Why isn't $\gcd(x^2+3x+2,x^2+x)=(x+1)$? [unit normalization of gcds]

Question

Excuse me for the confusing title. I was asked to find $gcd(x^2+3x+2,x^2+x)$

What i did is i factorized both polynomials $x^2+x=(x+1)x$

$x^2+3x+2=(x+1)(x+2)$

So i expected the gcd to be $x+1$

But using the euclidean algorithm i found out the gcd to be $2x+2$. Why is factorizing wrong? Is it because $K[X]$ is not factorial ? Would the euclidean algorithm also work if the polynomials are in $\Bbb Z[X]$ ???

Answer 1

There is no unique gcd of two polynomials $f,g\in \Bbb{Q}[X]$. It is only unique up to a unit in $\Bbb{Q}$. So any of the polynomials $c(X+1)$ with $c\neq 0$ is a gcd of $X^2+3X+2$ and $X^2+X$.

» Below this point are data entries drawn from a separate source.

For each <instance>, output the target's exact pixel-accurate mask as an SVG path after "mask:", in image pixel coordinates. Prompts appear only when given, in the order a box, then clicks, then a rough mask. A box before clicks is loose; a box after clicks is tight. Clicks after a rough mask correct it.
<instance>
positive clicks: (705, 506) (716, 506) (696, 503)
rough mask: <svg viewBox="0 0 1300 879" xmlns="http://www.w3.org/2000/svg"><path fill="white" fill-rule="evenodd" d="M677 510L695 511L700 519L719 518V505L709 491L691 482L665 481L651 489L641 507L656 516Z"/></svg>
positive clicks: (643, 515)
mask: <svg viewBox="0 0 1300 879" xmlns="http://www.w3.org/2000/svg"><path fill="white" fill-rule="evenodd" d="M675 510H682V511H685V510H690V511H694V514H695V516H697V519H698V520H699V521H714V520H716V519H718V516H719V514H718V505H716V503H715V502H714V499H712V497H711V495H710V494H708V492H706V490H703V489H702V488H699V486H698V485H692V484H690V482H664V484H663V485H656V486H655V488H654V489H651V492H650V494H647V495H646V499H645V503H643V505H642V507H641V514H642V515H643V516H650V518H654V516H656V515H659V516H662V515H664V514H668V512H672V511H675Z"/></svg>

References: Uniqueness of greatest common divisor

gcd(a,b) is unique up to units in a unique factorization domain

Greatest common divisor of two polynomials in $\Bbb Q[X]$

Answer 2

Remark that $x^2+3x+2-(x^2+x)=2x+2$, this implies that $(x+1)$ is contained in $(x^2+3x+2,x^2+x)$, the fact that $(x+1)$ contains $(x^2+3x+2,x^2+2)$ results from the factorizations that you have provided. $gcd(P(x),Q(x))=(P(x),Q(x))$.